【ビルダー】 マルチカスタムFXの作り方

マルチカスタムは複数の自動売買注文を一度に作成することができます。
コアレンジャーを自分風にアレンジすることはもちろん、独自のリピート系の注文を作成することができます。
レンジ内で売買を繰り返すようなロジックを作りたいときにはシングルカスタムよりも作成時間を短縮することが可能です。
本記事はビルダー初心者の方でもマルチカスタムを使ってFXの自動売買を作成できるようになることが狙いです。
手順を見ながら実際のビルダーを操作いただくことをおススメします。

手 順

1-1.まずは設定画面まで進みましょう

マルチカスタムの設定画面は通貨ペアを選択した後に始まります。

  1. 投資対象から「FXで作る(トライオートFX)」を選択します。
  2. 自動売買タイプにて、「マルチカスタム」を選択します。
  3. 取引したい通貨ペアを選択します。

1-1.売買

作成する注文の売買を決めます。
FXの場合には「売り」と「買い」の両方を指定することができます。
※売りと買い両方の自動売買を稼働された場合、設定によっては両建てになる可能性があります。両建はスプレッドが二重にかかる、スワップポイントで支払いが生じる等デメリットもご留意の上ご利用ください。

1-2レンジ幅

複数の注文を設置する範囲を指定します。
想定するレンジ幅を入力するのが一般的で、チャートを見ながら予想する値動きの範囲をカバーできるだけのレンジ幅を設定してください。
初期値は、過去1年の変動幅をカバーするように設定されています。

緑のエリア(売りの場合は赤)が指定しているレンジ幅です。

1-3.本数

本数とはレンジ幅の中に設置する自動売買注文数のことです。
80本であればこのレンジ幅の中にエントリー価格の異なる自動売買注文を80個均等に配置します。
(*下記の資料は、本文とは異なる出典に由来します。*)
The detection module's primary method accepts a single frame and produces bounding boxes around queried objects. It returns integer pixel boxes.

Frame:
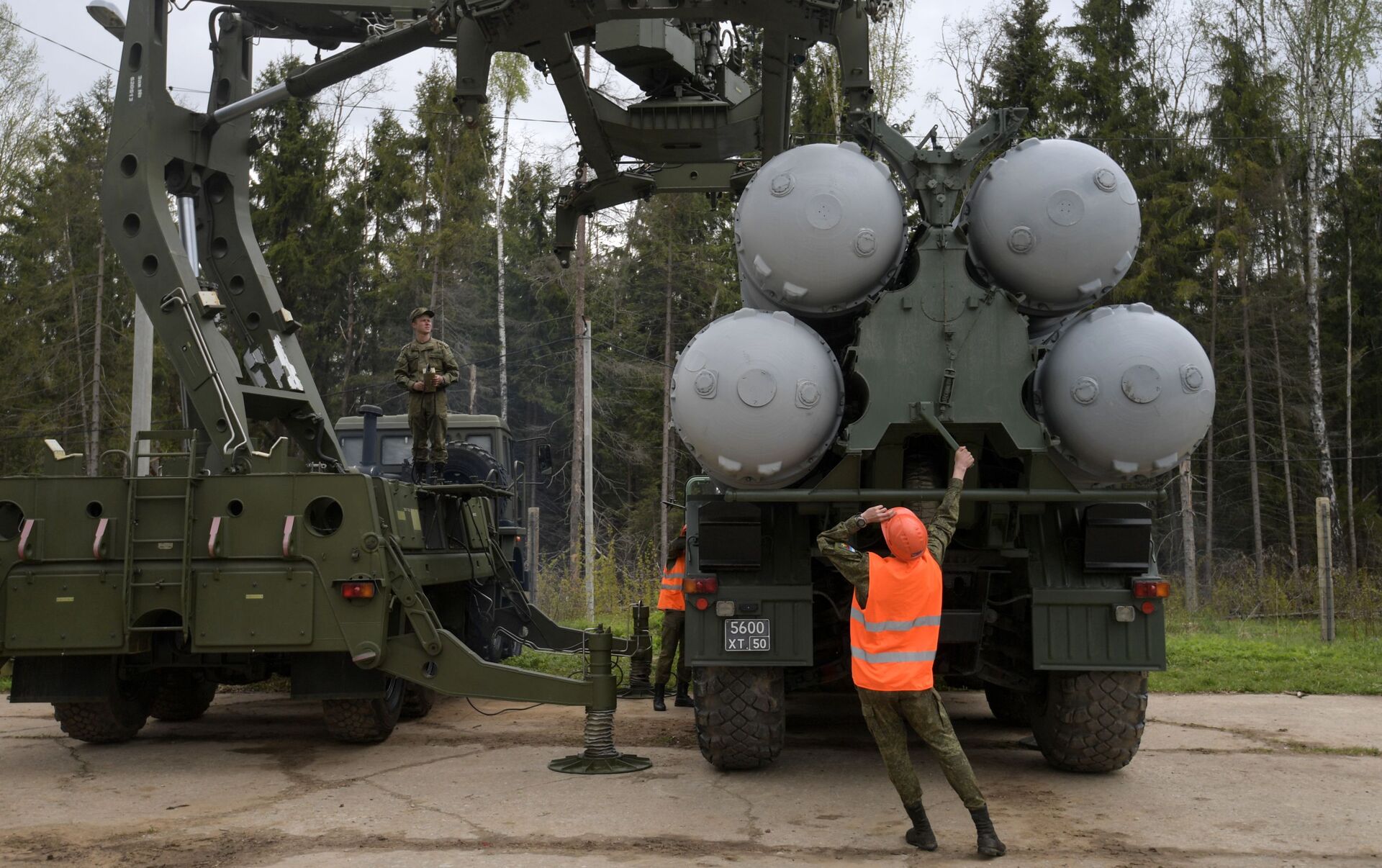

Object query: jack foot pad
[547,754,652,774]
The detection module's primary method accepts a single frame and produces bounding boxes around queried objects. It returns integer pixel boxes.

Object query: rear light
[1132,579,1170,600]
[682,577,720,597]
[341,582,374,600]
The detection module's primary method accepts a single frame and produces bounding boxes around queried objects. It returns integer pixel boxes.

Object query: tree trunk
[1304,101,1339,538]
[494,99,514,423]
[566,45,590,587]
[1343,236,1358,575]
[62,222,91,464]
[1180,458,1200,612]
[658,215,673,564]
[1202,202,1223,593]
[1238,218,1265,578]
[1269,305,1301,575]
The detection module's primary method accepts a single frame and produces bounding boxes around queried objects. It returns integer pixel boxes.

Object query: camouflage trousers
[407,391,446,466]
[652,608,691,687]
[858,687,985,810]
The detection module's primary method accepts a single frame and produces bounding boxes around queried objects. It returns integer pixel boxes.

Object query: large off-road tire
[322,679,406,745]
[1032,672,1147,772]
[149,669,217,721]
[53,672,152,745]
[398,684,437,720]
[692,666,786,770]
[984,682,1032,727]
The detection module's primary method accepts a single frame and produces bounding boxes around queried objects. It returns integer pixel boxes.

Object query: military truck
[672,125,1214,772]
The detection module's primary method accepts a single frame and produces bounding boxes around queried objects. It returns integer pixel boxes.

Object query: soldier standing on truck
[817,446,1008,857]
[652,525,692,712]
[394,307,460,482]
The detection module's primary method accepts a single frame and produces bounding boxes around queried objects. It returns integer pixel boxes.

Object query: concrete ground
[0,692,1382,868]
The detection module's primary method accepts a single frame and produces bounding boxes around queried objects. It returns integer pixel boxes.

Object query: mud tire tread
[53,698,149,745]
[149,670,217,723]
[1032,672,1147,772]
[322,684,406,745]
[692,666,786,772]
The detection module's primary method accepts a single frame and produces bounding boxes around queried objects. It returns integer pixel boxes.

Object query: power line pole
[580,317,596,620]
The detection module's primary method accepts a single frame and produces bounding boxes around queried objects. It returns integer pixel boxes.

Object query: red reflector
[1132,579,1170,599]
[682,577,720,595]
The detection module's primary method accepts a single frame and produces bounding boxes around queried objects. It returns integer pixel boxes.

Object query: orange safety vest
[850,553,941,691]
[658,554,687,612]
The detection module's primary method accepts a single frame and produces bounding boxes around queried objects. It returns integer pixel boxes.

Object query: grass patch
[1151,615,1382,695]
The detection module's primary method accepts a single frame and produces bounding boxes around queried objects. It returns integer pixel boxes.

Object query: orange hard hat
[883,506,927,561]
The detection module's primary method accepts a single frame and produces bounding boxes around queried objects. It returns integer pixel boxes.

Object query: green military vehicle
[0,0,1214,772]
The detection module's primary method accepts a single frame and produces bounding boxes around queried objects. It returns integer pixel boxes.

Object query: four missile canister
[965,138,1142,317]
[672,308,844,488]
[1036,304,1215,482]
[734,143,907,317]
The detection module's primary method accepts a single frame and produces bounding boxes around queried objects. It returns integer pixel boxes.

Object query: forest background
[0,0,1382,620]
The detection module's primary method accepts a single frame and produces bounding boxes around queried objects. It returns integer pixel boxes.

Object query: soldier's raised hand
[951,446,975,479]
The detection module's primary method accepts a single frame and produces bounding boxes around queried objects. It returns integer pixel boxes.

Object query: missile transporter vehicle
[0,0,677,772]
[672,130,1214,772]
[0,0,1214,772]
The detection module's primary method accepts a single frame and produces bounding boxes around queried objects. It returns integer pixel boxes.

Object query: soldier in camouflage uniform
[817,448,1006,857]
[394,307,460,482]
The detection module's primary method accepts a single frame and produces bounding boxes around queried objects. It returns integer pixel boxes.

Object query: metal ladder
[125,430,197,638]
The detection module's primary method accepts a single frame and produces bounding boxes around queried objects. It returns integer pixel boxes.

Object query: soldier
[394,307,460,482]
[817,446,1008,857]
[652,525,694,712]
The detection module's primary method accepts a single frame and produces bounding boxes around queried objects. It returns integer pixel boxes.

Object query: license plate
[724,618,772,651]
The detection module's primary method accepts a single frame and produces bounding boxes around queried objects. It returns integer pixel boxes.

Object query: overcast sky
[19,0,1075,178]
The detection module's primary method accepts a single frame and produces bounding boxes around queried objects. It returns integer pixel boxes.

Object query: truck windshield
[340,434,413,467]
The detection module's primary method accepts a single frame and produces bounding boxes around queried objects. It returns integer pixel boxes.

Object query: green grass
[1151,616,1382,695]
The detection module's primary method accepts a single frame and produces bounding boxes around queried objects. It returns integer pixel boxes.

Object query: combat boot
[903,802,939,850]
[969,805,1008,857]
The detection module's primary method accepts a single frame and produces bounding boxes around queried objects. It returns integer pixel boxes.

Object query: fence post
[1314,497,1334,641]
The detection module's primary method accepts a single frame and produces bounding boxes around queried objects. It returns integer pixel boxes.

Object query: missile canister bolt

初期値は過去1年の変動幅を利確幅で割ったものとなります。
本数が多いほど必要な証拠金は大きくなり、細かい値動きに対応できるロジックとなります。
本数が少なければ必要な証拠金は小さくなり、大きな値動きにだけ対応できるロジックとなります。
なお、一度に作成できる注文本数は合計100本までとなります。

1-4.数量

数量は1注文あたりの取引数量です。
1,000の場合は1,000通貨となります。
本数が80本で数量が1,000通貨の場合は最大で8万通貨の建玉を保有することになります。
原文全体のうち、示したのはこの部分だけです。